Data APIs#

In finance, data is everything. Whether you’re analyzing stock prices, economic indicators, housing markets, or alternative data, you need reliable ways to access and import data into your Python environment.

This chapter introduces you to Application Programming Interfaces (APIs) - the standard way that applications communicate with remote data sources. APIs let you programmatically request data from servers, often in real-time, without manually downloading files.

Why Use APIs?#

  • Automation: Schedule data pulls without manual intervention

  • Real-time data: Access the latest information as it becomes available

  • Reproducibility: Your code documents exactly what data you retrieved

  • Scale: Download large datasets programmatically

API Keys and Security#

Most data APIs require an API key - a unique identifier that authenticates your requests.

Warning

Never hardcode your API key in your scripts!

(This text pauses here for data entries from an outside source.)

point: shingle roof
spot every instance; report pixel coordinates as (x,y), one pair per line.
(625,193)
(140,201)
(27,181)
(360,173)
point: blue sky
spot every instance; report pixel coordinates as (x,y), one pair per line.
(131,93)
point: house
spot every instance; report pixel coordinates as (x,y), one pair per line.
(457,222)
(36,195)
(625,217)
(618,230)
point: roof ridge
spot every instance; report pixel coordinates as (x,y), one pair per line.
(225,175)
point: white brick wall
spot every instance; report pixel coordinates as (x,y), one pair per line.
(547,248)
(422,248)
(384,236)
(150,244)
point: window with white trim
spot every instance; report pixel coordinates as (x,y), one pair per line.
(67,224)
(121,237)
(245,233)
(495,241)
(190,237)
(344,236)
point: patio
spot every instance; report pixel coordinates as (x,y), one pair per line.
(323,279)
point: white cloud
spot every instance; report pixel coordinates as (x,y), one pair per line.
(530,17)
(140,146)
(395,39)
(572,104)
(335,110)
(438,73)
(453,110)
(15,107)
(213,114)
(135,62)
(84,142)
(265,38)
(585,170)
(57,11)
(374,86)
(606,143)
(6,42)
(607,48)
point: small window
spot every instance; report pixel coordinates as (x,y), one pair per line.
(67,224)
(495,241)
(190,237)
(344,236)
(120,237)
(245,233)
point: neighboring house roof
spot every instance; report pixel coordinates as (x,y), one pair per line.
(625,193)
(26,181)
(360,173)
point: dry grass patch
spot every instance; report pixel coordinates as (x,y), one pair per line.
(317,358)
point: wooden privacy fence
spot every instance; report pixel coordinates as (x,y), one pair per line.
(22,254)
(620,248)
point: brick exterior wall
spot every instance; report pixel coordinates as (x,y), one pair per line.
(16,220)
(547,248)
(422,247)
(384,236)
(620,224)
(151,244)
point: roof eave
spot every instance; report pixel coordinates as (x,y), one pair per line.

If you share your code (e.g., push to GitHub), your key could be exposed.

Instead, use one of these secure methods:

  1. Environment variables - Store keys in your system’s environment

  2. GitHub Secrets - For GitHub Codespaces, store keys as repository secrets

  3. .env files - Local files (never committed to git) that store your keys

Example of secure API key usage:

import os
from dotenv import load_dotenv

load_dotenv()  # Load from .env file
API_KEY = os.getenv('MY_API_KEY')

Data Sources Covered#

This chapter covers several important data APIs for finance:

FRED and pandas-datareader#

The Federal Reserve Economic Data (FRED) API provides access to hundreds of thousands of economic time series - GDP, inflation, interest rates, employment data, and more. We’ll also explore pandas-datareader, which provides a unified interface to multiple data sources.

Databento#

Databento is a modern market data platform providing high-quality historical and real-time data for equities, futures, and options. It’s designed for quantitative research and algorithmic trading.

WRDS#

Wharton Research Data Services (WRDS) is the gold standard for academic financial research. It provides access to CRSP, Compustat, IBES, and dozens of other research databases. Access typically requires institutional affiliation.

General API Workflow#

Most API interactions follow this pattern:

  1. Authenticate - Provide your API key

  2. Request - Specify what data you want (ticker, date range, etc.)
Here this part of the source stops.